夜は忍木菟屋の囲炉裏に戻ってステーキを焼く。な~にステーキといっても正月の売れ残り半額商品。でも一応ロースの霜降りだぜ♪ まずは冷蔵庫から室温に戻すために肉をスギ板に貼付けて囲炉裏端へ。付け合わせのの小ジャガイモは灰の中で蒸し焼きに。鉄瓶の中にはお銚子。安赤ワインもこうして飲めばなかなかのもの。
鉄の吊り鍋に変えて塩胡椒した肉の両面を焼く。油は敷かなくてもぜんぜん平気。
それを再び杉板にとって包丁でざくざくと切り・・・
柚子をしぼりつつ頂きます。
灰から取り出したジャガイモは囲炉裏の木枠にコンコンとぶつけて灰を落とし、皮をむきつつ食べる。濃厚爽やかな甘みと香りが味わえる、最も美味しいジャガイモの食べ方だろう。
スギ板(床板材の端材である)はまな板にもお皿にもできるが、実はここで言いたかったのは下ごしらえ時に肉の余分な水分を吸い取る効能である。
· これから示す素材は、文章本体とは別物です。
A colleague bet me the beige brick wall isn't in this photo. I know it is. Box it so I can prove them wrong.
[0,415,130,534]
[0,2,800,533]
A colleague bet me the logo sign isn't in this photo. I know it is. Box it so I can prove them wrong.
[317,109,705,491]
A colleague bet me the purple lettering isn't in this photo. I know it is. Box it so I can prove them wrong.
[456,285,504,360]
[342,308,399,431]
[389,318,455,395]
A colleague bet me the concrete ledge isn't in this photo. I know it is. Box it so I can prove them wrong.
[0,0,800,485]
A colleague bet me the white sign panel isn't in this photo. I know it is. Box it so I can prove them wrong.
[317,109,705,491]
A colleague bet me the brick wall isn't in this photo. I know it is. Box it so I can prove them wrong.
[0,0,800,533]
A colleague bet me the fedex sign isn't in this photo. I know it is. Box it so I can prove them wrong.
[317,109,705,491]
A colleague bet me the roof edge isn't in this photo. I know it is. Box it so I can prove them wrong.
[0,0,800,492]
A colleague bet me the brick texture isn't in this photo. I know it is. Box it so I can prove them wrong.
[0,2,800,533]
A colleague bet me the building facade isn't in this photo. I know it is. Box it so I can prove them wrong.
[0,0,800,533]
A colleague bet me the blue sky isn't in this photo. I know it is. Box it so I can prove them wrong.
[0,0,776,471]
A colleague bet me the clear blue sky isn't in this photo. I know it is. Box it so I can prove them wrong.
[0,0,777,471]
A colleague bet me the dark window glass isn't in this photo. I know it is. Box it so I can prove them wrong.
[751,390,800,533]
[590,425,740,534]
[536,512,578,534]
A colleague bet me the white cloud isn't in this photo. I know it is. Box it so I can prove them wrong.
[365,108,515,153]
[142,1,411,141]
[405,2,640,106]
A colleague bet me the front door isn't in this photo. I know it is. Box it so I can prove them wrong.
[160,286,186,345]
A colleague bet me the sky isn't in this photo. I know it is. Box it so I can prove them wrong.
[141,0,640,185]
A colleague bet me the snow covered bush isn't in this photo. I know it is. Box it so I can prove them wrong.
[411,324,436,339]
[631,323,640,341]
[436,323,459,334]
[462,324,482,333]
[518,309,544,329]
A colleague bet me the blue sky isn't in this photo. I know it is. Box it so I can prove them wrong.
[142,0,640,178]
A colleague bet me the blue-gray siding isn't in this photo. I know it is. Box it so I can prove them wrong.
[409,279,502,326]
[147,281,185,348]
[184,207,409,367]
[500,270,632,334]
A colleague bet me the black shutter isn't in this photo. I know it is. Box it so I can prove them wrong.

たとえば2枚のスギ板に材料を挟んでおけば、ピチット(浸透膜の性質を利用して食品から水分を抜く商品)と同じかそれ以上の効果がある(スギの精油分が食品を美味しくする)。
翌朝、固まった脂汚れのついたスギ板は、ヨキで表面をハツってしまえば、また真新しい表面が現れ、何度でも使える。使い捨てだが、石油製品のようにゴミにならない。破片は燃やせばいいのだから。
スギは食品を美味しくする。味噌も酒も漬け物も、昔はみんなスギ樽で作られた。こんなすばらしいスギが、いま山に放置されているのである。もしくは強制乾燥させられて、死んだ木となって流通しているのである。
ちなみに、ステーキ肉の値段は600円である。もうばかばかしくて、お店でステーキなんて食べれないのでした。